Mr Oldham submitted that if his argument was correct then the LEA would achieve the advantage that there would be no need for Part 3 to be amended in the event that a vacancy in a mainstream school with a specialised unit became available. That may well true. But having regard to the terms of Part 4 and the deletion from the proposal made by the LEA of the words –

“Because of the lack of alternative specialist autistic provision”

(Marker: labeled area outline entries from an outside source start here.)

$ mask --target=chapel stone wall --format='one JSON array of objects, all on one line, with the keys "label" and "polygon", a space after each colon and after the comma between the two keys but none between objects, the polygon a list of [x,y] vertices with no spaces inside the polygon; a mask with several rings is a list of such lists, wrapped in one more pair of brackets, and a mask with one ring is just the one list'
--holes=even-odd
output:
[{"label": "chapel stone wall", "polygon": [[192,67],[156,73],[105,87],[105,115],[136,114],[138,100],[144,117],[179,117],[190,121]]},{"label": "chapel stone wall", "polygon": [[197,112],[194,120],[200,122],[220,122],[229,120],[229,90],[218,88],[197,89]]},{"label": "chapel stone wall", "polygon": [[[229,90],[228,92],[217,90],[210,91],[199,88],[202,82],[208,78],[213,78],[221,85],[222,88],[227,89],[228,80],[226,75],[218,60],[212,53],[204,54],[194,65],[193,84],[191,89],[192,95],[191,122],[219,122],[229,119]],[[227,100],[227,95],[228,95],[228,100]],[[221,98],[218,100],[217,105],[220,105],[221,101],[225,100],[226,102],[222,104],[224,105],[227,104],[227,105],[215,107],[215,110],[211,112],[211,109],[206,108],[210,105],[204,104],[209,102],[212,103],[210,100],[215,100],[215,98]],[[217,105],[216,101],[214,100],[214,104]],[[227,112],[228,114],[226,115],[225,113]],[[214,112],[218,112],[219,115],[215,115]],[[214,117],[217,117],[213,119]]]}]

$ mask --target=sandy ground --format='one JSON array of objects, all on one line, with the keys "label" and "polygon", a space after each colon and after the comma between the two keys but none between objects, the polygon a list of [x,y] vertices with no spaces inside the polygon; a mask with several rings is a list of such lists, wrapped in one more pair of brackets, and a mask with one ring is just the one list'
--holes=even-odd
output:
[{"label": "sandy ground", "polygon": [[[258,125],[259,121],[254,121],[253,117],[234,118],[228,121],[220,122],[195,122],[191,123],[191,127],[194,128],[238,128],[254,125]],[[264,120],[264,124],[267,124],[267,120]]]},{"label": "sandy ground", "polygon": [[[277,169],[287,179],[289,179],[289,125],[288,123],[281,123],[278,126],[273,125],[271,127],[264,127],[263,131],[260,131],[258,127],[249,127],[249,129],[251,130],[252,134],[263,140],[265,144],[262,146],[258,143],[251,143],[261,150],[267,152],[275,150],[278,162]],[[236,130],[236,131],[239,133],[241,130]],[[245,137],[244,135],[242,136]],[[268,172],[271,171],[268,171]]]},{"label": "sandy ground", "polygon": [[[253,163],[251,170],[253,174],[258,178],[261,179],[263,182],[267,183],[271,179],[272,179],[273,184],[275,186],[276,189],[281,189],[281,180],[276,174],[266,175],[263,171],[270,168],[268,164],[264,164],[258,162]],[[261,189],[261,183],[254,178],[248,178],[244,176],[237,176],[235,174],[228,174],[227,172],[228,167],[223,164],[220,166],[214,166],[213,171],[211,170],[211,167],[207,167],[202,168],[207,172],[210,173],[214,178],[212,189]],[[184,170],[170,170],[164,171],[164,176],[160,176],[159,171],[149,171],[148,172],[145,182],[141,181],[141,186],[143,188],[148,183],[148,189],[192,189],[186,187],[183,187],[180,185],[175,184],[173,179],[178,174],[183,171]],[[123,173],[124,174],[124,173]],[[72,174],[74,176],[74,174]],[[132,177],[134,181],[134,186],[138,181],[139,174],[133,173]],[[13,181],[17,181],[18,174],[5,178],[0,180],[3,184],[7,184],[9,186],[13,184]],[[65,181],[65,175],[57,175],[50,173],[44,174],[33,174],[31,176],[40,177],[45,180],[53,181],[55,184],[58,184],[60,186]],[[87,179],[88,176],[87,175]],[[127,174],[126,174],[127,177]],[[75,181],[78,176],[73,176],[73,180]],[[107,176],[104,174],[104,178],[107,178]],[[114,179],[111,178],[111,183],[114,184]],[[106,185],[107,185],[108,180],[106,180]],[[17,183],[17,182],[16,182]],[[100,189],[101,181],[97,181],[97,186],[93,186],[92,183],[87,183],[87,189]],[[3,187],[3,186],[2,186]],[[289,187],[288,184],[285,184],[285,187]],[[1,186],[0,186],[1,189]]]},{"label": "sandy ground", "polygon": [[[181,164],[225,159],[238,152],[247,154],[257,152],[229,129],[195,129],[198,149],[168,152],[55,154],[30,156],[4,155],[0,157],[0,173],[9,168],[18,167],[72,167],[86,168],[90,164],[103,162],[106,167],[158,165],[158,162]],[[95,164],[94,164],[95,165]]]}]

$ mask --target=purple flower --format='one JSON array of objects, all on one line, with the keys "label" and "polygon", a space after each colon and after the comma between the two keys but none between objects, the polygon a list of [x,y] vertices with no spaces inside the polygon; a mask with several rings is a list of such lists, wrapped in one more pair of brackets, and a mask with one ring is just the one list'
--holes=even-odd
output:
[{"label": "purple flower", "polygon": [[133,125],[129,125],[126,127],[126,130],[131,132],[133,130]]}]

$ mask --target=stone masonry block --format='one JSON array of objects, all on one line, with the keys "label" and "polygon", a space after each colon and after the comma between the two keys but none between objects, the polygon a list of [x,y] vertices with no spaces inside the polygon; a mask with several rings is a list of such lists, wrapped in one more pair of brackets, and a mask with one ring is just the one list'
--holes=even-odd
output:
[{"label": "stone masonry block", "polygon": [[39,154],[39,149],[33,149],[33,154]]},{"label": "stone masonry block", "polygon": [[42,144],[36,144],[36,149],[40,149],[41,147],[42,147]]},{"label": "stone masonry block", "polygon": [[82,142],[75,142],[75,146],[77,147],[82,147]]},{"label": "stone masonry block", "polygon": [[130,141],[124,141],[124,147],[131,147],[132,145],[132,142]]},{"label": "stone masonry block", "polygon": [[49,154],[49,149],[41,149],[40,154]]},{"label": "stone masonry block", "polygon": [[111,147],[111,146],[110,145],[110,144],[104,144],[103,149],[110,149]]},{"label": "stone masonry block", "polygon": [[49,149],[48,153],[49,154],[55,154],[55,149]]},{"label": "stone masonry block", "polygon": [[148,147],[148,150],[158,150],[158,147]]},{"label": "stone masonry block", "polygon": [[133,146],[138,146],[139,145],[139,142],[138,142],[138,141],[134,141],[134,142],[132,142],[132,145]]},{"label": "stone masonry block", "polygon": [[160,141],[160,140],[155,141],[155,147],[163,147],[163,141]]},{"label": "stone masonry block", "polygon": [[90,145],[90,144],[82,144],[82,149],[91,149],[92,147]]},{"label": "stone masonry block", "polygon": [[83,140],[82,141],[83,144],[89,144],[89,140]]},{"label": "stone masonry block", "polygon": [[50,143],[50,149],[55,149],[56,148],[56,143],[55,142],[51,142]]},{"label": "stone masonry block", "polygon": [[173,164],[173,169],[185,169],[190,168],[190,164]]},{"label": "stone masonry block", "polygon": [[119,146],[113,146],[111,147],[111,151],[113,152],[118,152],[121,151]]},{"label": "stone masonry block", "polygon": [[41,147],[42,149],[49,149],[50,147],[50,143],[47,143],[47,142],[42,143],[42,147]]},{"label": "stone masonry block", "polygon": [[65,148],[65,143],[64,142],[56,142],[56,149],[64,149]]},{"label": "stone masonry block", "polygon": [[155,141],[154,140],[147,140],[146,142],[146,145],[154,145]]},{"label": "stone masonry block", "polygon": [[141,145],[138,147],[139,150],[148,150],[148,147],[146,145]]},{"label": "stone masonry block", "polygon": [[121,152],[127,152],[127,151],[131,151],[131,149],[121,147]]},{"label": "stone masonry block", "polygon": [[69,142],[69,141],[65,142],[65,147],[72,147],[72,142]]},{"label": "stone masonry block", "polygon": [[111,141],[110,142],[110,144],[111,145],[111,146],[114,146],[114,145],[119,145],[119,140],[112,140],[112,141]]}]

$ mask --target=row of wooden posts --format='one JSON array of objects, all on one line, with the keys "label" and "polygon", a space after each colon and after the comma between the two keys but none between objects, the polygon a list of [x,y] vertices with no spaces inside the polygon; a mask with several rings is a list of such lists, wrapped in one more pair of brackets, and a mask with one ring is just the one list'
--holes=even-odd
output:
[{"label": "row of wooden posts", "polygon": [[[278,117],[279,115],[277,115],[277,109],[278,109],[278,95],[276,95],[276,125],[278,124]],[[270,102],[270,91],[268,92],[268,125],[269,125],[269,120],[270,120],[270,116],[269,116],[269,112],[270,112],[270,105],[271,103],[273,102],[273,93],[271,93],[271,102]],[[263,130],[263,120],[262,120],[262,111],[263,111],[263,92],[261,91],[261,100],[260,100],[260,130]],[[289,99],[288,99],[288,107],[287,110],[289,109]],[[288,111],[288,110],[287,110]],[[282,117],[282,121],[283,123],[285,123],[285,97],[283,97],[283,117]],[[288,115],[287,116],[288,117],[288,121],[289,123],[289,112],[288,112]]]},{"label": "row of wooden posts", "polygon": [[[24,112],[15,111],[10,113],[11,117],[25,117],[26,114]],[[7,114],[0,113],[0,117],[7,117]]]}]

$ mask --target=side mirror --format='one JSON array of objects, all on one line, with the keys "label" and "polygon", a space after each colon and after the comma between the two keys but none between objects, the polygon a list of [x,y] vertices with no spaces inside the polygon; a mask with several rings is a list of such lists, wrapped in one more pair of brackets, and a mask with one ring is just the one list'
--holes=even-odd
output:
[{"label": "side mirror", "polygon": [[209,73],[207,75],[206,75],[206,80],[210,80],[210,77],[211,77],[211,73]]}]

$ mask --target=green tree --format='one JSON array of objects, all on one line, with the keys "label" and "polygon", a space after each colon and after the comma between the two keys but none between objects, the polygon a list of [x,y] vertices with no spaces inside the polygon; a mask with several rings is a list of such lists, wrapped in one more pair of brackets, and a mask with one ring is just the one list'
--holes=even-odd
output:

and also the deletion of the words:

“The programme will be run and supervised by a trained ABA supervisor and delivered by a team of therapists and tutors, with input from a visiting ABA consultant on an occasional basis throughout the year. The programme should include close liaison with the speech and language services and A’s parents. The LEA will continue to fund the programme until such time as an amendment to the statement is made,”

the position according to the Tribunal’s decision stood as –

“A should continue to follow an individually tailored ABA programme at present and the LEA will fund this by the sum of £17,136 per annum or higher. (There will be an annual increment, which takes effect at the start of each financial year and is in line with the inflation rate as notified by the Council’s Finance Department.)”

In those circumstances whether or not an amendment to Part 3 would have been required, plainly before A can go to a mainstream school, as proposed, there needs to be an amendment to Part 4.

Conclusion

14.

Where in respect of any child educational provision, for example by way of an ABA programme, is appropriate, it should be included within Part 3. If a qualification exists in connection with that special provision and its appropriateness, for example, that it is only appropriate by reason of the absence of special provision in a specialized unit in a mainstream school, then that should also be stated in Part 3. As to Part 4 there is no reason why, if it is considered necessary, it should not contain reference to the ABA programme as the measure which is appropriate for the time being and a reference to the type of school to which a placement would be appropriate in the event one becomes available. For these reasons this appeal is dismissed.